TI: But yet the vast majority was still against you, based on that, on that vote that you described earlier.

MH: Yeah, but they were against Okies coming in the 1930s, and they were against Mexicans and they were against Filipinos and such.

TI: Okay, and so again, it didn't surprise you.

MH: No.

TI: And if anything, what surprised you was that there were three that actually...

MH: Three that were, that stood up, and we're very grateful.

TI: Were there any events or incidences of altercations during this time against Japanese Americans?

MH: Not that I know of, except my own. I had a fight with Norm Tuttle, he called me a "Jap" in the fifth grade and we fought. I don't know who won, I don't care, but he became one of my best friends all through school.

TI: How about the surrounding communities, like Salinas, Santa Cruz? Was it pretty similar in terms of how the communities treated Japanese coming back?

MH: The communities were different. Watsonville and Monterey, Monterey, they, people took out full-page ad welcoming, in the newspaper, welcoming Japanese, Japanese Americans back. Monterey's different, unique, in the sense that, remember the earthquake in San Francisco in 1906? Many of the artists moved out of San Francisco, came down to Monterey, Carmel. So there's an intelligentsia there, that helped. Now, Salinas and Hollister, they had military, national guard units with a tank battalion. And it was federalized, the national guard unit, and sent to the Philippines. And these guys are gonna get wiped out, 'cause there's hard feelings there. Many of the Japanese, Japanese Americans will not return to Salinas. Many of those who are there now are what we call Shin-Issei, come after the war.

TI: So in general, did the population of Japanese and Japanese Americans drop after the war compared to what it was before the war?

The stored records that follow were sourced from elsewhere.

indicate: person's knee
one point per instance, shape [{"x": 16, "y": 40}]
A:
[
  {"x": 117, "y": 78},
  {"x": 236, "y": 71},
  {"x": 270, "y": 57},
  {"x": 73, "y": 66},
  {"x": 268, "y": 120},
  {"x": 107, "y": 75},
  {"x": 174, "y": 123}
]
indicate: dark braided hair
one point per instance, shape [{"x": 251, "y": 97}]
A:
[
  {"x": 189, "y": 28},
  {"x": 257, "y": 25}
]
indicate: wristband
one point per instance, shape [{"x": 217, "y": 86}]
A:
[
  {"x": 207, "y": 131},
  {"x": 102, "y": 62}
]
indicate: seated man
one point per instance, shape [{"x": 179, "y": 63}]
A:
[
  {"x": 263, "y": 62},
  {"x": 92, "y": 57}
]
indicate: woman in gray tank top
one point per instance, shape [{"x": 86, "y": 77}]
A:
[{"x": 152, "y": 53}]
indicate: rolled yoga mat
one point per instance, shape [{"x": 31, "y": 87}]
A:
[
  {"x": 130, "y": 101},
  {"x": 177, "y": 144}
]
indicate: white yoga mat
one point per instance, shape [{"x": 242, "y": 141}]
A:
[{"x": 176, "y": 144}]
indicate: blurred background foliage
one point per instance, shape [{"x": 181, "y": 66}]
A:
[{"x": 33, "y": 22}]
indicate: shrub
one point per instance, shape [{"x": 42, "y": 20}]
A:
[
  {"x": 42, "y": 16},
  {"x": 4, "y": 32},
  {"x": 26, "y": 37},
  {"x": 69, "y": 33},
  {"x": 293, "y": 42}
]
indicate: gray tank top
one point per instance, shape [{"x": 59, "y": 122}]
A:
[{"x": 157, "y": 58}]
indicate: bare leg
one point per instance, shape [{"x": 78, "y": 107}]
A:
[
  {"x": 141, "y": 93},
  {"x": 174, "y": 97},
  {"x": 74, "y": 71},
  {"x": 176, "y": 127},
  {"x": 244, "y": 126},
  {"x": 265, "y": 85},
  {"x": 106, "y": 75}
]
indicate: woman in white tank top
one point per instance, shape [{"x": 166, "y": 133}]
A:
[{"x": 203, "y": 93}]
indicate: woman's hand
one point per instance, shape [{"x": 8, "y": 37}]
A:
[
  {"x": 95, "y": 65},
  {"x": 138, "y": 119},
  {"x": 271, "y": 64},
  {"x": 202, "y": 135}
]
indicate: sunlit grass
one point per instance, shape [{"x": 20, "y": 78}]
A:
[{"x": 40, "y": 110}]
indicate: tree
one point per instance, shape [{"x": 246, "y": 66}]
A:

MH: Yeah. We figure maybe a third didn't come back. Others came back for a while and then went elsewhere. But at least in Watsonville, there was some kind of a welcoming, and we found jobs. And the jobs basically were working out in the strawberry fields, and then little by little people wanted their own plot of land to farm. Strawberries saved us in many ways. It's intensive work, it's hard work. I... we didn't have child labor laws, so ever since I was ten years old, I worked out in the fields picking bushberries and strawberries, and cleaning lettuce, cutting lettuce. If it grew here, I picked it. What's kind of interesting is that many Mexican American students, they go, "What? You Japanese Americans worked out in the fields? I thought we were the only ones." No. I worked right beside Mexican American students out in the fields. So I'm very grateful to strawberries, because it provided my scholarship for college.

TI: Scholarship, or just the financing for your, your college?

MH: Everything I made went into the college fund. I didn't get a scholarship, graduated ninth in, in school, but there were only six scholarships, and two were for agriculture. There weren't that many scholarships in those days. I'm just amazed at how the Kokka family and others, they sent eleven kids, or ten kids to UC Berkeley. I don't know how they did that.